The European Commission says its plan to drive out ‘conventionally fuelled’ petrol and diesel cars within 40 years and replace them with ‘clean’ alternatives such as electric or hydrogen powered vehicles is necessary to save the planet.
It is vital to cut pollution and stop global warming which scientists blame on carbon dioxide (CO2) – the so-called ‘greenhouse gas’ emitted from car exhausts.
The Commission is calling for a 50 per cent shift away from conventionally fuelled cars in urban areas by 2030, phasing them out altogether in cities by 2050.
Brussels says the aim is also to achieve “essentially CO2-free movement of goods in major urban centres by 2030”.

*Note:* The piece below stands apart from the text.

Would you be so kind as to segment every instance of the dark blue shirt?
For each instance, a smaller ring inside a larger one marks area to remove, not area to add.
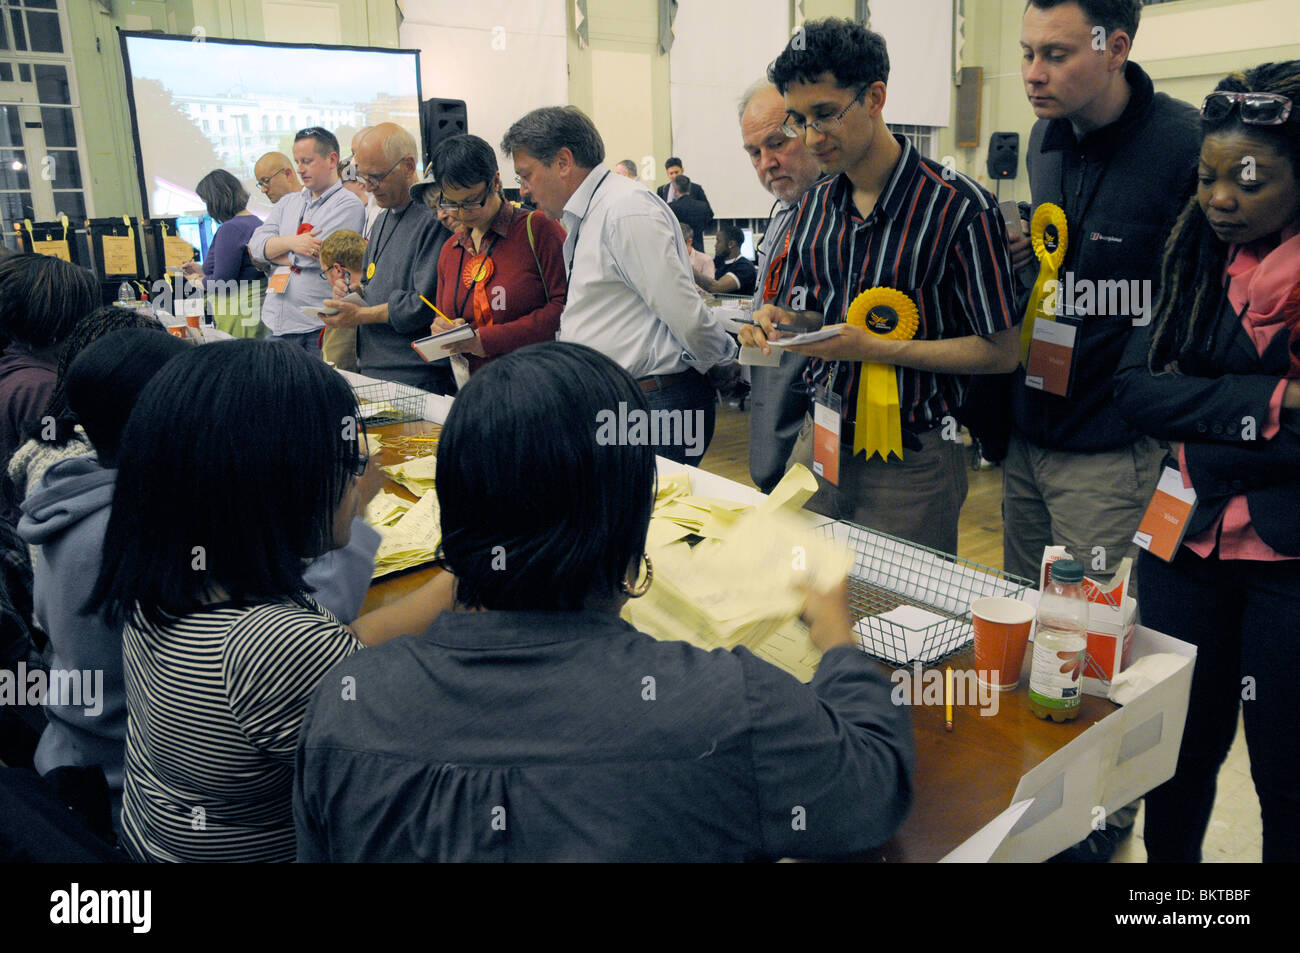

Setting out another major goal, it adds that by 2050 Europe should “move close to zero fatalities in road transport”, with an interim target of halving all road casualties by 2020.
But motoring groups said it smacked of yet another assault on the motorist by authorities using ‘green’ measures as a smokescreen for more taxes and charges noting:’Drivers don’t know whether they’re coming or going with environmental measures’.
They also noted wryly that with soaring oil and pump prices and fuel taxes, motorists face being priced off the road anyway.
The measures could “dramatically reduce Europe’s dependence on imported oil and cut carbon emissions in transport by 60% by 2050”, says the Commission.
Its key goals by 2050 are: no more conventionally fuelled cars in cities; 40% use of low-carbon fuels in aviation; at least a 40% cut in shipping emissions; and a 50% shift of medium distance inter-city passenger and freight journeys from road to rail and water-borne transport.
For longer-distance travel, and intercontinental freight, air and sea travel will benefit from “new engines, fuels and traffic management systems (which) will increase efficiency and reduce emissions”, says the document.